Downstream Effects of Astrocytic Tau Internalization

The majority of AD tau pathology research focuses on neurons, yet astrocytes play a vital role in maintaining neuronal fitness in the presence of AD pathology (Leyns and Holtzman, 2017). As part of the tripartite synapse, astrocytes are well-positioned to receive tau released from neurons and internalize extracellular tau (Martini-Stoica et al., 2018). Tau that remains in the extracellular space has been well-established to contribute to the propagation of tau pathology (Wu et al., 2016; Yamada, 2017), thus removal by internalization is an important mechanism by which astrocytes can aid in maintaining brain health. However, there is little understanding of the repercussions of astrocytic tau internalization for disease progression and outcome. While uptake of tau from the extracellular space may aid in decreasing direct neurotoxic effects of tau on neurons, this uptake and presence of pathological tau species intracellularly could have detrimental effects on astrocytes themselves. Astrocytic support functions to neurons could thus be negatively impacted (Kovacs, 2020), indirectly decreasing neuronal health and resilience to insult.

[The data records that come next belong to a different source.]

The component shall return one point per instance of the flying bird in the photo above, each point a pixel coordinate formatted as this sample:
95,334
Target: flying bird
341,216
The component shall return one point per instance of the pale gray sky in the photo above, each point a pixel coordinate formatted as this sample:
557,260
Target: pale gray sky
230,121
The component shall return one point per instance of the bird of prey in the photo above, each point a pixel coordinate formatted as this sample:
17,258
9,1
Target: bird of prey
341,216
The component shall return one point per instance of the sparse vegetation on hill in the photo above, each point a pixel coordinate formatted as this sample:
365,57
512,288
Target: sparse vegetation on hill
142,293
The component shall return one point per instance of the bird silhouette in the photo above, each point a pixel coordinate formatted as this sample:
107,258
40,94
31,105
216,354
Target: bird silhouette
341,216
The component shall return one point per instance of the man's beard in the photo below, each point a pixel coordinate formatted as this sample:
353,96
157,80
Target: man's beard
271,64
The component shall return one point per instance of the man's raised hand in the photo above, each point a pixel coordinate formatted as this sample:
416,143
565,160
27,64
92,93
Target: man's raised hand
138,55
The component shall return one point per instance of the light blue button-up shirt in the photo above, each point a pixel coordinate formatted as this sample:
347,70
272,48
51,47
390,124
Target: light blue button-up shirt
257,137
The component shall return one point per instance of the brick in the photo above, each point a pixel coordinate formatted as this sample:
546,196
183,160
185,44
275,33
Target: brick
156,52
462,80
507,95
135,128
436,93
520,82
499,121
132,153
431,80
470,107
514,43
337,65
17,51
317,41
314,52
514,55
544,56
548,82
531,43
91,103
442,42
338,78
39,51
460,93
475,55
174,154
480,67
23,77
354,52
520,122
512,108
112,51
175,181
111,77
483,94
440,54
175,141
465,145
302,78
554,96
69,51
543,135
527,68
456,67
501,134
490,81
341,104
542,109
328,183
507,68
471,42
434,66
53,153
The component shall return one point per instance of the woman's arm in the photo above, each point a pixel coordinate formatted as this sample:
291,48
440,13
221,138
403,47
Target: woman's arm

Tau is normally expressed at very low levels in astrocytes (Müller et al., 1997; Kahlson and Colodner, 2015; Perea et al., 2019). When high levels of tau have been artificially induced in astrocytes, a body of evidence suggests it is detrimental to cellular function and viability (Yoshiyama et al., 2003; Dabir et al., 2006; Prebil et al., 2011; Allen, 2014). Transgenic mice expressing wild-type and mutant human tau protein in astrocytes have decreased levels of glutamate transporters in the brain and spinal cord (Dabir et al., 2006) as compared to non-transgenic counterparts. Decreased glutamate transporter expression can impair neuronal signaling and cause glutamate toxicity, and inducing human tau expression in primary rat astrocytes causes cytoskeletal collapse followed by astrocyte death (Yoshiyama et al., 2003). Decreased astrocytic viability also decreases critical neuronal metabolic support, resulting in greater potential for neuron death (Prebil et al., 2011; Allen, 2014). Recent evidence also suggests that synaptic density is altered in a 1N3R tau overexpression system in astrocytes (Richetin et al., 2020) and that 1N3R overexpression also impairs mitochondrial transport and calcium homeostasis. Additionally, astrocytes overexpressing 1N3R tau in the hilus impair inhibitory neurons and cause asynchronous activity in neurons, leading to decreased spatial memory in mice (Richetin et al., 2020). Taken together, this evidence and the innate phagocytic properties of astrocytes (Allen, 2014) underlines the importance of studying astrocytes in terms of tau propagation and as a potential additional driver of tau-related neurodegeneration in AD.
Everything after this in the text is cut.